A experiência como espectador — em três horas de peça — é envolvida pela vivência delicada de emoções e percepções através de uma encenação que não “didatiza” de forma redutora, mas sim potencializa a experiência com o mito e a oralidade, para além de uma dimensão folclórica, forjando um tipo de estética coletiva, que cria a presença comunitária no interior de uma estética contemporânea. Canto, dança, escolhas imagéticas e disposição cênica dos atores e do músico em roda na cena colocam o centro em toda parte — a peça é o próprio ancião nos envolvendo em suas histórias e ensinamentos de uma cultura oral.
Essas opções, numa liga entre dramaturgia e encenação, fazem com que questões individuais se tornem questões públicas. A vida de Salina passa a ser uma questão de todos. Conflitos e motivações individuais são revertidos para exposição étnica, antagonismo social e catarse comunitária. A unidade construída a partir do ponto de vista individual apenas a partir da psicologia individual — tão incensada na cena contemporânea — é transformada num ensinamento de todos, lembrando um anticartesianismo africano do “Sou, portanto, somos; e como somos, logo sou” — como apontam Ella Shohat e Robert Stam no livro “Crítica da imagem eurocêntrica”.
Assistir a “Salina”— reconhecendo todo fio de delicadeza que a peça produz — é também um gesto de amor ao teatro, de atenção às contradições que vivemos para levar a cena processos e pesquisas radicais — e, sabemos, caro leitor, que não é tão fácil momentos assim acontecerem para quem leva uma vida de espectador e público que deseja mais da arte do que ser o antepasto do menu no restaurante a seguir.
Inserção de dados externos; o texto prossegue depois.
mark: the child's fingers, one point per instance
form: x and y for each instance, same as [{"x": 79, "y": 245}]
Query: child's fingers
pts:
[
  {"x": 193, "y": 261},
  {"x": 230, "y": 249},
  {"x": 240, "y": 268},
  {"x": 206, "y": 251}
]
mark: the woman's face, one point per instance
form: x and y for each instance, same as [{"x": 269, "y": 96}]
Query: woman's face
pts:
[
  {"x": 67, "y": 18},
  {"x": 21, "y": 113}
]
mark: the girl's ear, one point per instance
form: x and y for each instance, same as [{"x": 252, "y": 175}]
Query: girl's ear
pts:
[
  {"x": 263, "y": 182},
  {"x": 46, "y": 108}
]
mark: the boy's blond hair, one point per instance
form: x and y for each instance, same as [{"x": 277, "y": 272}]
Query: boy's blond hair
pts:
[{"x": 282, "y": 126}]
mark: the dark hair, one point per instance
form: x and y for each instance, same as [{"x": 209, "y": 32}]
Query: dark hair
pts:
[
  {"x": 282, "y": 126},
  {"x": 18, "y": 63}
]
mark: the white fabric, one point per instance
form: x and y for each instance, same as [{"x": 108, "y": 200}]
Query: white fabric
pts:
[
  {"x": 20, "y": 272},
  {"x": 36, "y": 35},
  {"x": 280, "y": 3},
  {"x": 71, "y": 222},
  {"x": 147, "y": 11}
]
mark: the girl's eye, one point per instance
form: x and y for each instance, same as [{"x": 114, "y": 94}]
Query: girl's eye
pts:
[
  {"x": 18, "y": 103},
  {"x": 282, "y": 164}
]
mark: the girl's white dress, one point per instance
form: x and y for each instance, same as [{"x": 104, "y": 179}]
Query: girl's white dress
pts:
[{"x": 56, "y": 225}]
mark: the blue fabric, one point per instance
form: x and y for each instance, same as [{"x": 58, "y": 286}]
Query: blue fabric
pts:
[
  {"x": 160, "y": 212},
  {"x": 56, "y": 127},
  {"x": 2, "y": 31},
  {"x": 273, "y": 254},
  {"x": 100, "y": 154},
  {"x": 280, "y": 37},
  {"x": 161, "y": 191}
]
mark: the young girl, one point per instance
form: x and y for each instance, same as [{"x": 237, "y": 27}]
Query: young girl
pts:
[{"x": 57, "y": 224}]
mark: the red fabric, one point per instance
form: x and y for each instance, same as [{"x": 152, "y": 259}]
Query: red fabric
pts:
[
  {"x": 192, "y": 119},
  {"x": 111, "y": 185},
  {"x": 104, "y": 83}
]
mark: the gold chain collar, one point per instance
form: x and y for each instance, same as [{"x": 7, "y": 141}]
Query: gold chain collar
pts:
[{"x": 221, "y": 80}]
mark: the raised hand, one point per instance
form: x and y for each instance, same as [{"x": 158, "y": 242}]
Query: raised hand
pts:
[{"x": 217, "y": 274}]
A peça está em cartaz no Espaço Sesc, em Copacabana, até o final deste mês. A direção de Ana Teixeira e Stéphane Brodt faz as devidas honras ao inventivo texto do francês Laurent Gaudé, mas sobretudo respeita os atores. É visível que todo o processo, disparado por uma convocação para oficinas, não foi tratado apenas como aulas para inclusão social. A troca entre criadores — atores e equipe de direção — aparece na coragem do elenco em encarar a condução de um espetáculo que passeia — sem ser episódico ou panorâmico — por agenciamentos estéticos, éticos e políticos complexos. Os atores e atrizes Luciana Lopes, Sergio Ricardo Loureiro, Tatiana Tibúrcio, André Lemos, Thiago Catarino, Ariane Hime, Graciana Valladares, Reinaldo Júnior, Sol Miranda, Robson Freire e o excelente músico Fábio Soares são artistas que merecem atenção e respeito.
Por fim, vale ressaltar um momento. Kano Djimba, já rei, no meio da peça, diz que não quer mais sangue derramado, que é preciso deixar o sangue para o passado. Nesse gesto há algo de precioso, de aprendizado, para desanuviar valores que são proclamados na vida contemporânea mas pouco colocados em prática por conta da confusa e paralisante bricolagem subjetiva que vivemos de mistura de mensagens publicitárias e das salvações semanais de autoajudas. Quando joga para o passado e determina o fim das vinganças inventando uma outra vida, Rei Kano faz sua comunidade aprender a tolerar, responsabilizar-se por ela — a tolerância que responsabiliza o outro não é tolerância.
Optar por assistir à peça “Salina” no teatro é um gesto poderosamente político do espectador.